Ever Wondered How Ford Gets Its Point Across? Sometimes Excessively
|   Monday, October 29, 2012
Today, as we were watching our favorite local football team (okay, it's American football with all the padding and the league is the National Football League), we noticed an interesting add for the new Ford Focus.

Fortunately we like the Focus or we would have been all over the ad like a suit, but, this one was rather pushy, but cute and it made its point. It turns out that the ad promises every new buyer of certain models of the 2013 Ford Focus a special addition, a person to go with the vehicle.


The person that comes with the Focus was to point out all of the good points; the strong points; the salient points, and, okay, so it skipped a few of the lesser ones (torque steer, trailing throttle oversteer and the like – you think after three decades, they'd finally get rid of them, right, but not quite, however, they are beyond the scope of this review).

What isn't beyond the scope of the review is how Ford took its Mazda3 (yes Ford owns Mazda, just as it used to own Jaguar and Volvo – the C90 is a nice version of the Edge, isn't it?) and made it into a car that will hold its own against any car on the road.

For example, if you want good mileage there's a Ford Focus that will you great mileage – especially if you keep your foot off the gas – averaging 30-plus around town and in short-trip cold engine driving (the absolute worst in the world for mileage).

Or, if you want a bit more performance there are models are more performance-oriented and so on.

The cute thing about the Ford ad, though, was that the person was supposed to be there as part of Ford's standard equipment to talk you through the various aspects of the Focus.

For example, the person explains not only how to start the Focus up for top mileage, but also how to achieve the best mileage you can. It also explains how to take turns and corners with the Focus (don't be surprised if it fights you a bit on some turns because front-drive cars will do that – even the vaunted Honda line seems to have forgotten that between the 1980s and now. In the 80s, one autowriter noted you couldn't tell which "end of the car Honda pushed or pulled the vehicle." Today that's not true any more because Honda is guilty of just what every other automaker is guilty of, trying to make things more inexpensively and charging the most for them so, you have a Honda Civic with torque steer that, while it may not match the nasty of other front-drive cars, still requires you to be on your toes).

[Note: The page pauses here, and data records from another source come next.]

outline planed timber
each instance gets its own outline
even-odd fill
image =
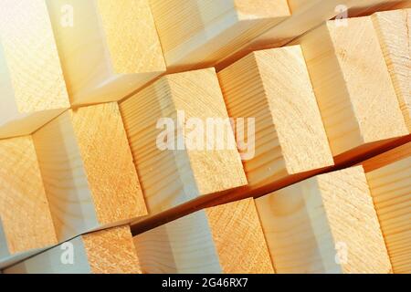
[[[150,0],[167,68],[213,66],[290,16],[286,0]]]
[[[318,175],[256,204],[277,273],[391,273],[361,166]]]
[[[253,52],[218,78],[230,118],[255,119],[254,136],[236,131],[237,144],[255,141],[254,156],[243,161],[248,194],[333,165],[299,46]]]
[[[411,273],[411,142],[364,162],[394,273]]]
[[[150,214],[247,184],[214,68],[167,75],[120,109]]]
[[[147,214],[117,103],[66,111],[33,140],[59,242]]]
[[[270,274],[252,199],[182,217],[134,236],[144,273]]]
[[[411,131],[411,9],[372,16],[408,131]]]
[[[0,139],[29,135],[69,107],[44,1],[0,10]]]
[[[228,56],[218,60],[218,64],[216,65],[217,70],[255,50],[282,47],[334,17],[343,19],[345,16],[353,17],[370,15],[383,9],[407,6],[410,2],[404,0],[289,0],[288,3],[291,11],[290,17],[261,32],[248,42],[237,46]]]
[[[120,100],[165,71],[148,0],[47,0],[72,105]]]
[[[1,266],[58,240],[31,137],[0,140],[0,157]]]
[[[293,44],[302,47],[336,163],[409,134],[369,16],[329,21]]]
[[[130,227],[78,236],[24,262],[5,274],[140,274]]]

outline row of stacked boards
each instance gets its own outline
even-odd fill
[[[410,8],[1,0],[2,273],[410,273]]]

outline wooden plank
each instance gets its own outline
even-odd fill
[[[0,266],[57,244],[30,136],[0,140]]]
[[[213,66],[290,16],[286,0],[151,0],[167,68]]]
[[[372,19],[408,131],[411,131],[411,9],[376,13]]]
[[[144,273],[273,273],[252,199],[192,214],[134,244]]]
[[[336,163],[409,134],[369,16],[329,21],[293,43],[302,47]]]
[[[117,103],[66,111],[33,140],[60,242],[147,214]]]
[[[141,269],[130,227],[121,226],[76,237],[4,273],[140,274]]]
[[[2,2],[0,96],[0,139],[29,135],[69,106],[44,1]]]
[[[409,1],[402,0],[289,0],[291,16],[272,28],[261,32],[248,43],[235,47],[215,64],[217,71],[255,50],[279,47],[336,16],[370,15],[381,9],[395,9]]]
[[[151,214],[247,184],[214,68],[168,75],[120,108]]]
[[[148,0],[47,5],[71,104],[121,99],[165,71]]]
[[[363,163],[394,273],[411,273],[411,142]]]
[[[239,194],[253,195],[333,164],[299,46],[256,51],[218,78],[228,115],[255,119],[255,133],[237,131],[237,144],[255,144],[248,150],[254,156],[243,162],[248,185]]]
[[[223,273],[274,273],[253,199],[205,211]]]
[[[361,166],[322,174],[256,202],[278,273],[390,273]]]

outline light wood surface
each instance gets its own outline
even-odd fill
[[[253,199],[207,208],[206,214],[223,273],[274,273]]]
[[[0,139],[29,135],[69,106],[43,0],[0,11]]]
[[[150,0],[167,67],[213,66],[290,16],[286,0]]]
[[[361,166],[319,175],[257,200],[278,273],[390,273]]]
[[[299,46],[256,51],[218,73],[231,118],[253,118],[255,155],[243,162],[248,191],[333,164]]]
[[[117,103],[66,111],[33,139],[60,242],[147,214]]]
[[[301,45],[336,161],[408,134],[370,17],[329,21],[293,43]]]
[[[411,131],[411,9],[372,16],[408,131]]]
[[[290,17],[262,31],[248,42],[237,46],[228,56],[218,61],[216,65],[217,70],[252,51],[282,47],[334,17],[369,16],[379,9],[395,9],[409,5],[409,1],[401,0],[289,0],[288,3],[291,11]],[[348,14],[345,9],[348,9]]]
[[[4,273],[140,274],[139,265],[130,227],[121,226],[76,237],[12,266]]]
[[[73,105],[120,100],[165,71],[148,0],[47,5]]]
[[[0,140],[0,265],[57,244],[30,136]]]
[[[144,273],[273,273],[252,199],[203,210],[134,236]]]
[[[207,144],[206,131],[202,132],[200,127],[193,126],[185,133],[181,130],[192,118],[203,127],[208,118],[228,119],[214,68],[163,77],[121,102],[120,108],[151,214],[247,184],[236,145],[228,147],[229,141],[234,141],[229,122],[220,141],[224,146],[221,150],[216,143]],[[178,119],[182,111],[184,120]],[[174,125],[165,135],[165,130],[158,127],[162,118],[172,119]],[[204,147],[185,147],[186,140],[181,141],[179,137],[197,131],[205,137]],[[159,137],[175,150],[160,149]],[[179,144],[184,149],[177,149]]]
[[[363,163],[394,273],[411,273],[411,142]]]

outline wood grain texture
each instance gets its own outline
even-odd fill
[[[73,105],[120,100],[165,71],[148,0],[47,5]]]
[[[394,273],[411,273],[411,142],[363,163]]]
[[[301,45],[336,160],[408,133],[370,17],[329,21],[293,43]]]
[[[134,245],[145,274],[222,273],[204,211],[134,236]]]
[[[218,78],[228,115],[256,119],[255,156],[243,162],[250,192],[333,164],[299,46],[251,53]]]
[[[140,274],[141,271],[130,227],[120,226],[76,237],[7,267],[4,273]]]
[[[223,273],[274,273],[253,199],[208,208],[206,214]]]
[[[151,0],[167,67],[216,64],[290,16],[285,0]]]
[[[33,139],[60,241],[146,214],[116,103],[67,111]]]
[[[140,263],[129,226],[82,235],[93,274],[140,274]]]
[[[262,31],[247,43],[236,47],[216,65],[217,71],[248,54],[261,49],[279,47],[334,17],[370,16],[375,11],[409,7],[409,0],[289,0],[291,15],[277,26]],[[342,14],[340,16],[340,14]]]
[[[134,244],[144,273],[273,273],[252,199],[191,214]]]
[[[379,12],[372,19],[404,119],[411,131],[411,9]]]
[[[278,273],[390,273],[363,168],[291,185],[257,200]]]
[[[57,244],[30,136],[0,141],[0,262]]]
[[[31,134],[69,106],[44,1],[2,3],[0,95],[0,138]]]
[[[185,139],[184,150],[162,151],[157,145],[164,132],[157,125],[160,119],[172,119],[176,135],[173,130],[163,140],[177,149],[179,137],[186,138],[189,131],[198,130],[187,129],[183,135],[182,125],[189,119],[204,123],[208,118],[228,118],[214,68],[168,75],[121,102],[120,108],[151,214],[247,184],[236,147],[218,150],[216,144],[205,143],[204,148],[194,150],[185,147]],[[184,120],[178,119],[182,111]],[[221,142],[228,145],[228,141],[234,141],[229,123],[225,133]]]

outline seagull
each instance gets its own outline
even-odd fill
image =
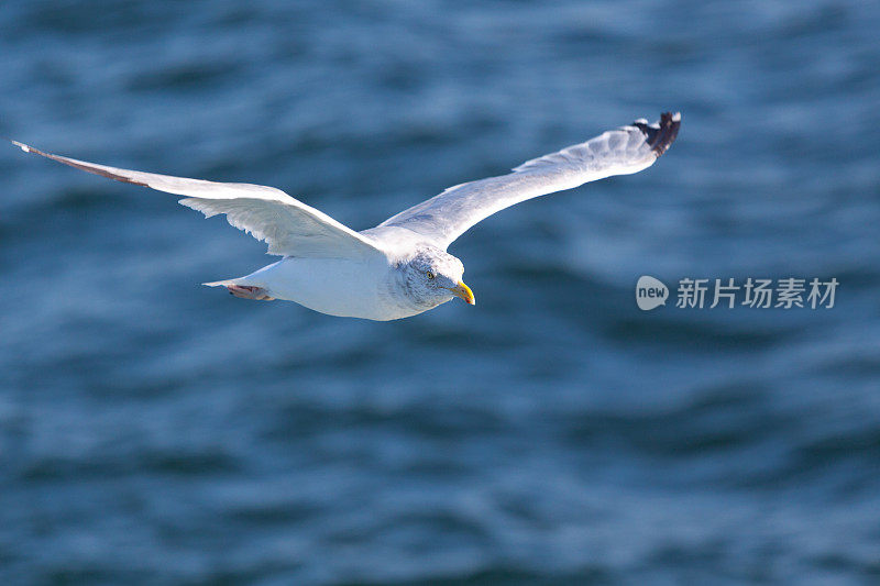
[[[650,167],[672,142],[681,114],[636,120],[586,142],[519,165],[513,173],[450,187],[442,194],[356,232],[280,189],[187,179],[86,163],[11,141],[24,151],[118,181],[177,196],[207,218],[268,244],[280,261],[244,277],[206,283],[243,299],[295,301],[330,316],[387,321],[416,316],[459,297],[474,305],[464,265],[449,245],[505,208],[613,175]]]

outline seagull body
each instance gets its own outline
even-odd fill
[[[679,113],[648,124],[605,132],[524,163],[513,173],[450,187],[370,230],[354,230],[274,187],[223,184],[120,169],[44,153],[72,167],[184,196],[179,202],[268,244],[283,258],[244,277],[206,283],[244,299],[295,301],[330,316],[395,320],[460,297],[474,305],[462,281],[464,266],[447,247],[493,213],[538,196],[613,175],[638,173],[675,140]]]

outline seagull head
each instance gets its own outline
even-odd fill
[[[439,306],[453,296],[475,305],[474,294],[462,280],[464,265],[440,248],[419,248],[399,268],[407,297],[419,306]]]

And, if you don't push the Focus too much from a standing start you won't even know what we are talking about (front-drive cars like to jump to the right on hard acceleration and that's called torque steer – it actually exists in rear-drive vehicles, too, but it's in the opposite direction and helps with ride and handling).

Speaking of ride and handling the new Focus (okay, Mazda3) is very good. It handles as every driver expects – people have been sold on the fact that cars are supposed to be understeering kings when they aren't but no one challenges it and the engineers have done a good job of dialing most of it out – and that means that through any corner the Focus holds the line you choose. Performance is excellent as the four has a broad power curve and if you line it up with the right transmission you'll find things are fine.

You will find there's a bit of a blindspot on the right and left rear and that they've still never really mastered the art of giving you a real indication of where the rear end is, but, with the right electronics, you have a blindspot warning system – this is the area where sideview mirrors and your rearview just can't see and if the sail pillar is large it just makes things more interesting which is why the blindspot warning system is a must.

The seats are comfortable and supportive and there's plenty of headroom for the driver and front-seat passenger while the rear is really best-suited for two, though three can sit there. The middle passenger will find things a tad on the bumpy side as there isn't really much padding in the seat and the seatbacks just happen to break in that area so you can have the 60/40-rear access through the trunk.

That aside, though, since most Focuses will only have two in them at any given time, it's not a problem. Indeed there are a few problems that you can't find solutions for on either the model sheet or options sheet.

The only thing we're really glad about is that the guy in the ad we saw today is just the figment of some ad guy's imagination because how could you tell the poor option he was fired?